INDIANAPOLIS -- Just as the fresh crop of running backs prepare to audition for teams at the NFL Scouting Combine on Sunday, vacancies have been created for them with recent moves around the league.
That means there are teams that need help at running back and the services of draft prospects will be in demand.
Just how badly, though?
With the immediate and high production of non-first round running backs Shonn Greene, LeSean McCoy, Matt Forte, Ray Rice, Steve Slaton and Tim Hightower -- among others -- over the past two seasons, even teams in huge need of a running back might address other positions before selecting someone to play one of the game's most glamorous positions.
"We had some success in Denver with later-round backs that were productive," said Texans GM Rick Smith, who spent time with the Broncos before coming to Houston, a team that will definitely be in the market for a running back. "What you have to do as an organization is you've got to have some real clarity in what you look for ... to the degree that you can identify those traits and characteristics and define those. You can find help all the way through the draft."
The Texans found Slaton in the third round of the running-back heavy draft in 2008 and he paid immediate dividends. He tailed off in his second season and left the Texans in need of a complement in the backfield, but he is still an effective player. It's highly unlikely Houston will use the 20th overall pick on a running back, in part because of the success of Slaton as a mid-round pick, but also due to the success of other members of that draft class selected after the five backs taken in the first round.
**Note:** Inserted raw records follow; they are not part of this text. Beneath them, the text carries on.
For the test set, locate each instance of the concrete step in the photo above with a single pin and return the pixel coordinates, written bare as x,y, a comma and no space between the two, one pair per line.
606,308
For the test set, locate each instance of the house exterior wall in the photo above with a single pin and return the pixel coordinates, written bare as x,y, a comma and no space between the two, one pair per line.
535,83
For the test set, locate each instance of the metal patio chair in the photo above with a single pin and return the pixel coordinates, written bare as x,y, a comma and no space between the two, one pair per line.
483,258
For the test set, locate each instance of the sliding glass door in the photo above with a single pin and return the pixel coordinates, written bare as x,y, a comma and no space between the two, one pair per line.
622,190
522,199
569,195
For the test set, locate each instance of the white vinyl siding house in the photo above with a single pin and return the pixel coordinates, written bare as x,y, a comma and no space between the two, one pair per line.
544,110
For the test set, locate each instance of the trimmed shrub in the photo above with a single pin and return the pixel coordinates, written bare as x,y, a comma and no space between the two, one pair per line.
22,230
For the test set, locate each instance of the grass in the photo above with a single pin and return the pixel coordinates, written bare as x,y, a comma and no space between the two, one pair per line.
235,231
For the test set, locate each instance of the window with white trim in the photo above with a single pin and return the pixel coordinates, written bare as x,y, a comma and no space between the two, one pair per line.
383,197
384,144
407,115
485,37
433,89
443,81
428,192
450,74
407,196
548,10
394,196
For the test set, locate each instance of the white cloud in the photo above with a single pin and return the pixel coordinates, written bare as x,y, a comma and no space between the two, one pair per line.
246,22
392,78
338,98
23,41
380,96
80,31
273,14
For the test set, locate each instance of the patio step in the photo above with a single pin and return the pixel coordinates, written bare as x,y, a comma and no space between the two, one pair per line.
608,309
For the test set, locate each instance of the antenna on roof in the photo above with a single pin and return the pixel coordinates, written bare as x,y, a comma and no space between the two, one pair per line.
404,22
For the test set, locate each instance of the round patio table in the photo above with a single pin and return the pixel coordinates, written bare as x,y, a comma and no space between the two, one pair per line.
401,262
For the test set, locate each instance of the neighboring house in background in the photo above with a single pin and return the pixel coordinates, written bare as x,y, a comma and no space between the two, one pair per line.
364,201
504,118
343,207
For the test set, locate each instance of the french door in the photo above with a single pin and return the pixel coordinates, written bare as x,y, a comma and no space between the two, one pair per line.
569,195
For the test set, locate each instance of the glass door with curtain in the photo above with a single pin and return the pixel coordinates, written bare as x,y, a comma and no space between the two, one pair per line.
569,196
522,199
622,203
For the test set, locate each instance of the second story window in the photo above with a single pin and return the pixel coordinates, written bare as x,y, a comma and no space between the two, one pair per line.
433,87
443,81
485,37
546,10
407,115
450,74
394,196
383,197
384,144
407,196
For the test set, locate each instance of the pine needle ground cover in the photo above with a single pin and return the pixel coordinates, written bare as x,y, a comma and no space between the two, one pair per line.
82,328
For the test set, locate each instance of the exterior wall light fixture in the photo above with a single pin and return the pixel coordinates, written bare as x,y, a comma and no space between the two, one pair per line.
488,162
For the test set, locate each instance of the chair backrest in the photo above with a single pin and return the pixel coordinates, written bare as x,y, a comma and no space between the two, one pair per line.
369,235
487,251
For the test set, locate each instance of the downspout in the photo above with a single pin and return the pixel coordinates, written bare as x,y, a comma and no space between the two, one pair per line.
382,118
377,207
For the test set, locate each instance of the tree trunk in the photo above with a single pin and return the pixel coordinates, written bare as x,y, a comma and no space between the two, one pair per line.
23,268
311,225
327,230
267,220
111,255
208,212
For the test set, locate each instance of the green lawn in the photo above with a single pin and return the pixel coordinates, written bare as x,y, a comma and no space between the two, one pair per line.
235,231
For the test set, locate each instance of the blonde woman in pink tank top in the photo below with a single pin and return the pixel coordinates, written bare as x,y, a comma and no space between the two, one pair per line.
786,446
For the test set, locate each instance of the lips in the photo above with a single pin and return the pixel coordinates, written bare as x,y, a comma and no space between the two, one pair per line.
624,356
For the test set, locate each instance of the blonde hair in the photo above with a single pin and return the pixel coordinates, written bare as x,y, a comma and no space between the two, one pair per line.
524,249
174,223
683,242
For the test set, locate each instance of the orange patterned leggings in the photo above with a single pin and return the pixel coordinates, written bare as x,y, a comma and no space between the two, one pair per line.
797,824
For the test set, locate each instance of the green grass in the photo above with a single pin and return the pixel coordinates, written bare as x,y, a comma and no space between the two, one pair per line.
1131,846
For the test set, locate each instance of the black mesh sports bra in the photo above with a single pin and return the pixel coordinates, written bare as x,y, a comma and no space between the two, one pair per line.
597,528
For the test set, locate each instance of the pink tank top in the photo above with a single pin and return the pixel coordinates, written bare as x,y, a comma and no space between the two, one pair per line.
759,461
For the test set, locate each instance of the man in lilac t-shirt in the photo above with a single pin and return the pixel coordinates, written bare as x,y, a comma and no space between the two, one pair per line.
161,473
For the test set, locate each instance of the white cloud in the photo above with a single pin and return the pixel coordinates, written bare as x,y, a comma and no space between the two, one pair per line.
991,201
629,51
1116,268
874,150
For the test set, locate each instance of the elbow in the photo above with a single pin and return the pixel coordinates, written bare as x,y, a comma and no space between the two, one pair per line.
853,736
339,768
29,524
Last season, Knowshon Moreno was the first running back selected: 12th overall by Denver. Donald Brown and Beanie Wells were the other running backs taken in the first round. McCoy (second round), Greene (third round), Bernard Scott (sixth round) and LaRod Stephens-Howling (seventh round) provided as much, if not more, production as the more regarded and expensive first-rounders.
The success of McCoy (155 carries, 637 yards, four touchdowns) is one of the reasons why Westbrook is being let go by Philadelphia. Greene (108 carries, 540 yards, two touchdowns in the regular season, 54 carries, 304 yards, two TDs in the playoffs) could supplant highly effective Thomas Jones as the Jets' starter.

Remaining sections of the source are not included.